We wtorek Caster Semeyna doczekała się decyzji dot. jej apelacji w sprawie wprowadzenia nowych przepisów przez Międzynarodowe Stowarzyszenie Federacji Lekkoatletycznych. Chodzi o zawodniczki z podwyższonym poziomem testosteronu.
Według najnowszych przepisów u biegaczek startujących na dystansach od 400 m do 1 mili, poziom hormonu nie może mógł przekroczyć 5 nanomoli na litr.
Reprezentantka RPA nie zgodziła się na takie rozwiązanie i rozpoczęła walkę. W ubiegłym roku Trybunał Arbitrażowy w Lozannie odrzucił jej pierwszą apelację, teraz szwajcarski sąd najwyższy, który najpierw zawiesił regulamin World Athletics (dawniej IAAF), ostatecznie odrzucił jej sprzeciw (więcej TUTAJ).
ZOBACZ WIDEO: #dziejesiewsporcie: Lewis Hamilton zaskoczył sprzątaczkę. Tego się nie spodziewała
Semenya nie ukrywa rozczarowania taką decyzją.
- Jestem bardzo rozczarowana, ale nie pozwolę na szprycowanie mnie lekami przez World Athletics i próby zmiany tego, kim jestem.
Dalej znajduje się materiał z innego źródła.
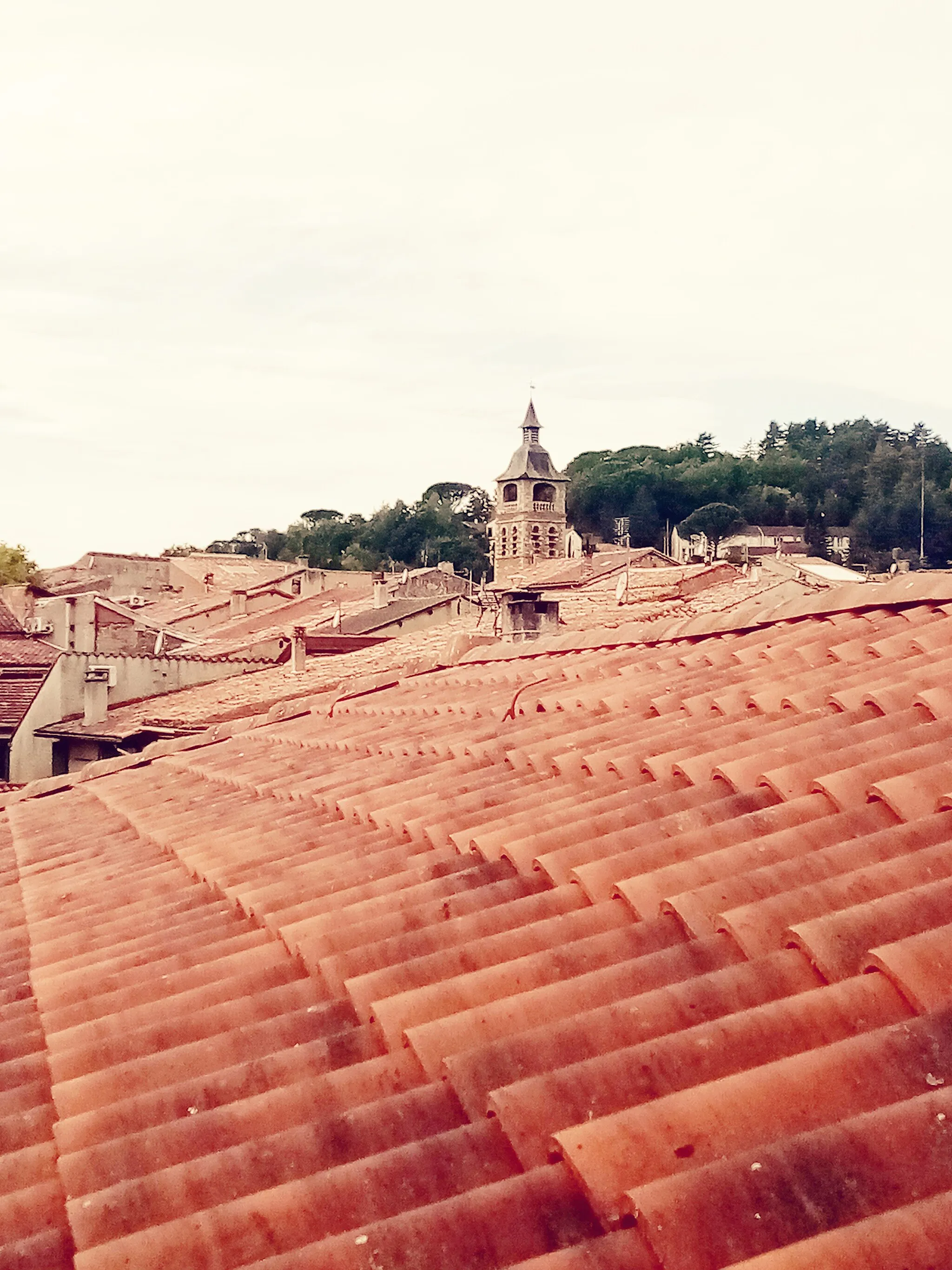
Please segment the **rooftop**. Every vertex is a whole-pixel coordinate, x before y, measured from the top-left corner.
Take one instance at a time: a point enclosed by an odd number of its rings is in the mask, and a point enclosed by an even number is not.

To próba dyskryminacji i to po naszej stronie jest prawda - napisała w oświadczeniu.
Dwukrotna mistrzyni olimpijska w biegu na 800 metrów zapowiedziała dalszą walkę "w imieniu wszystkich, którym odbiera się prawa do startów". Z kolei jej prawnicy ogłosili, że to "walka broniąca praw człowieka".
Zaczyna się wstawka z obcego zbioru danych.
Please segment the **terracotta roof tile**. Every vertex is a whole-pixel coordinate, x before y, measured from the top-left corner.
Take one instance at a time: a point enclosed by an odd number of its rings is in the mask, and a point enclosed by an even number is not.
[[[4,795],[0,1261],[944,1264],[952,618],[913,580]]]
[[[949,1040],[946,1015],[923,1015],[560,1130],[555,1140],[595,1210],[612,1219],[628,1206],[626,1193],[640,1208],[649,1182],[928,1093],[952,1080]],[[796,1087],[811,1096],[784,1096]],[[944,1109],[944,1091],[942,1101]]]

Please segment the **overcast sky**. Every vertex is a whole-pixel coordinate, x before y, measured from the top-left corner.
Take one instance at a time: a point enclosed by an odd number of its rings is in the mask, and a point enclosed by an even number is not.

Wcześniej zawodniczka porównywała swoją walkę do ukrzyżowania Jezusa. - Gdybym mogła porównać moje życie, porównałabym je z Jezusem. Zostałam ukrzyżowana, wyzywali mnie z imienia i nazwiska, wytykając co zrobiłam - przekonywała.
Przypomnijmy, że Semeyna nie wystartowała na ubiegłorocznych mistrzostwach świata w Doha.